Thursday, June 15, 2006

A Grounded Viewpoint


Ok, let me explain. It all started on Tuesday night when I got knocked the eff out at frisbee. Not like a "oops, I took a tumble" knockout, but a "what the hell just happened and why am I on the ground and why is my head ringing" type knockout. I don't even know what happened, all I know is someone ran full-out into me while I was stationary and that was that.

Being the tough-ass (read: idiotic) girl that I am I just got up and kept playing for the rest of the game. It wasn't until I got home that night when my head was pounding and I was feeling vaguely nauseous that I thought something could actually be wrong. And all of a sudden everything seemed to be closing in, magnified. Harder. Rattling my brain was upsetting.
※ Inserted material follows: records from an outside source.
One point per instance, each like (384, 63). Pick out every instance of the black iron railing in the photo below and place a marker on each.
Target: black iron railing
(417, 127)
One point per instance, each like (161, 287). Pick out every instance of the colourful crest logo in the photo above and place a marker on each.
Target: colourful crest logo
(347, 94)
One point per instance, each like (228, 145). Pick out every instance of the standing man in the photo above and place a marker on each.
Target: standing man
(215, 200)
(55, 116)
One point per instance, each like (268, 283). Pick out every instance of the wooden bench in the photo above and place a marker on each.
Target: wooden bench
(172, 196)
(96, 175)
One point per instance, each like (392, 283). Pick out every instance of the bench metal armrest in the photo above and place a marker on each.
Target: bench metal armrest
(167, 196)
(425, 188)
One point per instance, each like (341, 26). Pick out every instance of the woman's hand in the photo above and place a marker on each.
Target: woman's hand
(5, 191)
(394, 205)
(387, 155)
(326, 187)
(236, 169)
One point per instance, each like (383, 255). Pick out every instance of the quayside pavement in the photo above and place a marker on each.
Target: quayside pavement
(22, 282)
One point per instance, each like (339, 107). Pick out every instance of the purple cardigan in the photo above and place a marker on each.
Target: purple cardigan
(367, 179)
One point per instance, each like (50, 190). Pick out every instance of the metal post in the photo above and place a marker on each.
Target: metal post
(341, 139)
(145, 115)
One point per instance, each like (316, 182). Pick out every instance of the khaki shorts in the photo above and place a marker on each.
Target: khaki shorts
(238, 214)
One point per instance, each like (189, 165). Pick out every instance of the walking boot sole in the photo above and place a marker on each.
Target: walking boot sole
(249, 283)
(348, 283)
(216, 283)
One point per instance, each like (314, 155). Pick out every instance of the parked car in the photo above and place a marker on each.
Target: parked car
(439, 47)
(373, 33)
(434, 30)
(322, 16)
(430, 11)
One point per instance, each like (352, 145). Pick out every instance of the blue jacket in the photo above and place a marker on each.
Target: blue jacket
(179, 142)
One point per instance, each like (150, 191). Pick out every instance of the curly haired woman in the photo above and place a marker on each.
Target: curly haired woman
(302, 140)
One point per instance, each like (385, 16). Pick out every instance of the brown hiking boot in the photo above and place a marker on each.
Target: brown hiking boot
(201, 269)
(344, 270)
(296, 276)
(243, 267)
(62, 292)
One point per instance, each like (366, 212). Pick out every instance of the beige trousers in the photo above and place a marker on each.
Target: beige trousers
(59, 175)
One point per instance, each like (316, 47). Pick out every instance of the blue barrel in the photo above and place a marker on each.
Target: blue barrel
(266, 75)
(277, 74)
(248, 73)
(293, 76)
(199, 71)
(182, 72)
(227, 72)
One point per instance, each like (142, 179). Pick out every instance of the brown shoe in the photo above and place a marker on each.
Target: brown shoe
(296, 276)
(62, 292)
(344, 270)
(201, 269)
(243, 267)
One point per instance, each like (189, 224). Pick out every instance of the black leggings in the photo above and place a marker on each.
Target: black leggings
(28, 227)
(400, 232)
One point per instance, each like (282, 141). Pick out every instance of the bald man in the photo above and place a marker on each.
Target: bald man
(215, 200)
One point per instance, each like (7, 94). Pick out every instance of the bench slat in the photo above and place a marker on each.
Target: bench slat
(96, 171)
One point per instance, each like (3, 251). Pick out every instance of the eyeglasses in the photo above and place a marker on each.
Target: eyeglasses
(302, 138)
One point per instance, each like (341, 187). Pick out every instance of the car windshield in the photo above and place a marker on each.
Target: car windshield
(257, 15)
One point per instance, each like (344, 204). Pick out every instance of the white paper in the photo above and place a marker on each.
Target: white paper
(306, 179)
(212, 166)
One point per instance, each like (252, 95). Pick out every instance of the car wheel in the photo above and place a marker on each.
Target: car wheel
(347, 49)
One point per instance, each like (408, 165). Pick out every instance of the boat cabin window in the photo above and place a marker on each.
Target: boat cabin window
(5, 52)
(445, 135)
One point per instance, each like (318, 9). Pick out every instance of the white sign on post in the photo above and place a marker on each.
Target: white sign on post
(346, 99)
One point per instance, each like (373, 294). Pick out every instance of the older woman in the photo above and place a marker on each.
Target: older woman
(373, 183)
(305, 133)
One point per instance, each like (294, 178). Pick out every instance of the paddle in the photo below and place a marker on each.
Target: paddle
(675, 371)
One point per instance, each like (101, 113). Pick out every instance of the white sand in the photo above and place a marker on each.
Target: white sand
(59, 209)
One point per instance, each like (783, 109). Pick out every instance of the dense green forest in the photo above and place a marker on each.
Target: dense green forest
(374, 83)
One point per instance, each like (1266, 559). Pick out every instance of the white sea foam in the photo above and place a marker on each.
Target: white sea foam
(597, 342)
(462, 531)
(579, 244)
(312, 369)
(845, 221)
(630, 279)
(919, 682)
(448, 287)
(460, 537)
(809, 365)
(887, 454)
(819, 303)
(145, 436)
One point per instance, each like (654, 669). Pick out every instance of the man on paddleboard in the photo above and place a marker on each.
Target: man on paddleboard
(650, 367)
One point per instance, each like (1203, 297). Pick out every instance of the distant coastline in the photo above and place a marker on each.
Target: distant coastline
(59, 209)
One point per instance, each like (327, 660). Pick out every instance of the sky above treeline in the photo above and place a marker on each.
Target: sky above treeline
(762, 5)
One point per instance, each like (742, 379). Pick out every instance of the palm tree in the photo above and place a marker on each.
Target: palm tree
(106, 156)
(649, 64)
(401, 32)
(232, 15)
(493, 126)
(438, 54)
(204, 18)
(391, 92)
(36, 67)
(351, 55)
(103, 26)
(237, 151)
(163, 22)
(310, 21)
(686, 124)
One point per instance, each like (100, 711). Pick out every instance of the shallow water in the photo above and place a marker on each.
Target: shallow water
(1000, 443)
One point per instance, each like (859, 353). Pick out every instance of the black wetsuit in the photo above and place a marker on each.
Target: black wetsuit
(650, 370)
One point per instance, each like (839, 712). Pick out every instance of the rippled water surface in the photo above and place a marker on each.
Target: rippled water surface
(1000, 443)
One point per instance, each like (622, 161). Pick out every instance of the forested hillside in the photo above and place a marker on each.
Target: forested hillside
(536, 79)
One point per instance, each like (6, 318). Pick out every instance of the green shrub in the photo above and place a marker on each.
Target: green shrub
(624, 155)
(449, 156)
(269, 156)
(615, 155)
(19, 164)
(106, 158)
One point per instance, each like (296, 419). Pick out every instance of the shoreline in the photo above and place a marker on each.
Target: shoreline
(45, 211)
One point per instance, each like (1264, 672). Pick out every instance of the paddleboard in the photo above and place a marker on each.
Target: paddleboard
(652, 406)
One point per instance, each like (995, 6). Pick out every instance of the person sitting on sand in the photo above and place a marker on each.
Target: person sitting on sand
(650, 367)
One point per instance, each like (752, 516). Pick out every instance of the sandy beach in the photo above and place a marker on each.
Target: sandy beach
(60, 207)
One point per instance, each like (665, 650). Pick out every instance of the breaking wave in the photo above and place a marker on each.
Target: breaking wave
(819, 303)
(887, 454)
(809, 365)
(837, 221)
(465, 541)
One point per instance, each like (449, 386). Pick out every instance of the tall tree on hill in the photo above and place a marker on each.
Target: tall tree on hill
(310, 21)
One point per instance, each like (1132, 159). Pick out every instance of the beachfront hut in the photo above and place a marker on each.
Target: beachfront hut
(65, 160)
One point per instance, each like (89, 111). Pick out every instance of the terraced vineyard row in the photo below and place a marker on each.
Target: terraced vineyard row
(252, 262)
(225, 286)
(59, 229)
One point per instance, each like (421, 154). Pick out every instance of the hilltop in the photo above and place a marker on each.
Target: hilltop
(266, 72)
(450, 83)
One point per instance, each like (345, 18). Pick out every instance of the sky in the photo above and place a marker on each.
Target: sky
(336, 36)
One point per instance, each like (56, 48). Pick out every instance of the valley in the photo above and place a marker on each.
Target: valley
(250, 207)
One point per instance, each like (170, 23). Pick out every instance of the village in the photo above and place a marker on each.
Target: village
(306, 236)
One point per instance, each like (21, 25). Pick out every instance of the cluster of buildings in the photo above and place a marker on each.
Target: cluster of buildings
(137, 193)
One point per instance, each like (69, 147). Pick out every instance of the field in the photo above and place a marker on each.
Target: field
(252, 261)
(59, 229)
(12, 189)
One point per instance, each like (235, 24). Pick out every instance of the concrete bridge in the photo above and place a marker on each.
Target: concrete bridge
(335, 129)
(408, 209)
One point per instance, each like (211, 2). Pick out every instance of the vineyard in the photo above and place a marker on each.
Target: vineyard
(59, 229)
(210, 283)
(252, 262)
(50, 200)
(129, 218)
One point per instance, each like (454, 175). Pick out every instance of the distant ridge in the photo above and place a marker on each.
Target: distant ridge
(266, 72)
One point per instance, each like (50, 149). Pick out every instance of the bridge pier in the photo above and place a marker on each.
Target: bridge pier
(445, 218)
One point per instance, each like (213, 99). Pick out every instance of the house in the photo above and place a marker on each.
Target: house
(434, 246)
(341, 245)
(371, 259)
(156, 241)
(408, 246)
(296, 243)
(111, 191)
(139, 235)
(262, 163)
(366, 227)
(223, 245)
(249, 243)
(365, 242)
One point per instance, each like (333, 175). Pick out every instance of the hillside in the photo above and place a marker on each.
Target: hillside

Eventually the headache cleared and I felt better. That knockout made me realize something- I can't control everything. Work is busy, I have a lot going on. Some situations are less than ideal. But... I can control my actions and my choices. I can choose to be happy and to try my best to make others happy, or I can choose to be miserable and in turn make others unhappy. So my new outlook is gracious patience. I'm going to make like AA and accept things I can't change. Because, really, there isn't any other choice but unhappiness. And that would be unacceptable.

I've always been a glass half-full person. I'd have to be, to end up where I've ended up. But it's true that the glass half-empty is usually funnier and so I mostly choose to write about things that way. And so I missed a post yesterday. Chalk it up to a mild concussion and a general need to re-evaluate my viewpoint. I think you'll forgive me.

1 Comments:

Blogger shelleycoughlin rocks hardcore!

It's true. Although I don't recommend getting knocked out. It's far less pleasant than it sounds.